THE 'HOW YA GONNA CLAP?' GUY
Ray Hackett is the "How ya gonna clap?" man. His beverage holders on a strap enable festival-goers to keep their beers or other beverages cold while clapping to the music at the same time. He's a New Orleans native who now lives in Buffalo, Missouri, and has been selling his items at Jazz Fest since 1983. Why? "Income. Income opportunity. And I've done it so long that people come by and say. 'It wouldn't be Jazz Fest without you.' So it's fun. I see a lot of people that I've seen for a long time. Everybody is in a good mood and relaxed."
Hackett grew up in New Orleans, came up with his product and once his business took off, he was able to move.
"I have a farm up there (Missouri) and manufacture these in my barn. ... It's too much fun to quit."
Gilberto Mendez Lainati and his father, Gilberto Mendez Mendez of Santiago de Cuba, the island's second-largest city, brought their hand-made guitars, ukuleles and laúds to the tent at Jazz Fest where Cuban arts, crafts and music are on display.
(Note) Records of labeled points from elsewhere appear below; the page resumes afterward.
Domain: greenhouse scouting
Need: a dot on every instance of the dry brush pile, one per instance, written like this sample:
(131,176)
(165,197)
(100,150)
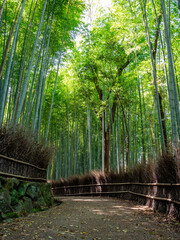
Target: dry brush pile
(163,173)
(21,144)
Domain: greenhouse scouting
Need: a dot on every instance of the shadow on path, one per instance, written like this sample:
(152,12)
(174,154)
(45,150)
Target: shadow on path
(92,218)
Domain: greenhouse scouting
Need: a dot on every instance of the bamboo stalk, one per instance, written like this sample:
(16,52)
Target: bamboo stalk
(21,162)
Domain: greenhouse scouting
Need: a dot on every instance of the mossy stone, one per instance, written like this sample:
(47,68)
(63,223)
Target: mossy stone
(32,191)
(5,201)
(18,207)
(27,205)
(40,203)
(9,184)
(16,182)
(3,181)
(47,194)
(11,215)
(22,188)
(14,197)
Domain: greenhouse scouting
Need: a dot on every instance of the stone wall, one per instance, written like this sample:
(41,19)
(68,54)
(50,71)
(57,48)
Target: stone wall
(19,198)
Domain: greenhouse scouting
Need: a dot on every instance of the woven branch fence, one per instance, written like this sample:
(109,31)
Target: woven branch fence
(10,167)
(165,192)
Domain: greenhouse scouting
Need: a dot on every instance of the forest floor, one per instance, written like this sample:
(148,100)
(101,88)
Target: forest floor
(92,218)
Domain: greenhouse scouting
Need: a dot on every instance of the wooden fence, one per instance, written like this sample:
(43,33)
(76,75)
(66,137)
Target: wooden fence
(10,167)
(165,192)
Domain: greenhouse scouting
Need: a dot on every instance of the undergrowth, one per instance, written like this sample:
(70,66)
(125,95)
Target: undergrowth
(21,144)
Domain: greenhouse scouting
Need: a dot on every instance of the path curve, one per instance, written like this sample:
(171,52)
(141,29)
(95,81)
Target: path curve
(92,218)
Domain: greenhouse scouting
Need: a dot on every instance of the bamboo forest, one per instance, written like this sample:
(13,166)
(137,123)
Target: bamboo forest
(97,80)
(90,119)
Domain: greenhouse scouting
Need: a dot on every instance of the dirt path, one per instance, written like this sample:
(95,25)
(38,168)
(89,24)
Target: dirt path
(92,218)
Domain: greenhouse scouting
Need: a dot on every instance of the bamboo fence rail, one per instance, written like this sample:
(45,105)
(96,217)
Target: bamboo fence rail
(100,192)
(10,167)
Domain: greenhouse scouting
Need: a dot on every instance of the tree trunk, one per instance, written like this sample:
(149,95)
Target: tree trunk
(106,150)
Apologizing for his English skills, the younger man explained why he came: "We're here for demonstration of our job for United States people. We are musicians, but apart from that, we make instruments. My father has his group and I have my group in Cuba. Sometimes we play outside our country."
"It's our opportunity for present our job to United States -- mix together with people who come here and ask about our job. Interesting exchange of cultures," he said.
Drummer Jayme Romain, of Lake Charles, tried to explain his love of Jazz Fest while he walked around the festival grounds ahead of the set he'd be playing with his friend, guitarist Randy Ellis, of Thibodaux, and the Chubby Carrier and the Bayou Swamp Band: "Everything. It's the whole gumbo and I love gumbo baby. Yes, ma'am. That's what it means to me. Love. Freedom. Peace. Music."
Ellis, for his part, says they play the festival "pretty much every year ... I remember when it was cheaper to buy a ticket and get in here than it is to park now. That was a long time ago!"
"It's the biggest festival in the country, music festival-wise. I don't think there's anything - and I've been touring for almost 30 years - and there's not much comes close to Jazz Fest," he said.
JAZZ FEST NEWBIES
Many New Orleans residents grow up coming to Jazz Fest every year. Not Lakeisha Jolivett and Francesca Bermudez. Bermudez came for the first time last year and enjoyed it so much she brought Jolivett. The big draw for these two was Nas, the New York rap artist: "I came for her birthday (pointing to Jolivett) and I came to see Nas," Bermudez said.
"Last time when I came to see Red Hot Chili Peppers I really liked the atmosphere, the food, just everything, how the culture gets together. ... We all get to be here in this melting pot and just enjoy music and music transcends all cultures, religion, race, and I think that this is something special, where you can actually forget what is going on and actually embrace each other and enjoy the atmosphere."
SO MANY CALORIES
For many festival-goers, the food is just as important as the music and for them, Crawfish Monica, is often the star. Chef Pierre Hilzim and his team of workers cook up the delicious food each year: "For food, this is fun to do," he said.
"It's been a great time. My children have grown up here, literally. They were not even a year old when they first started coming to Jazz Fest, and now they're here pretty much running the food, with me getting in their way," he said.
He said Jazz Fest really launched the dish: "It's allowed us to meet people we never would have met. We've fed three presidents, two popes, a whole bunch of heads of state, all kinds of celebrities and people, and they wander back here. I mean, we fed Francis Ford Coppola here one day."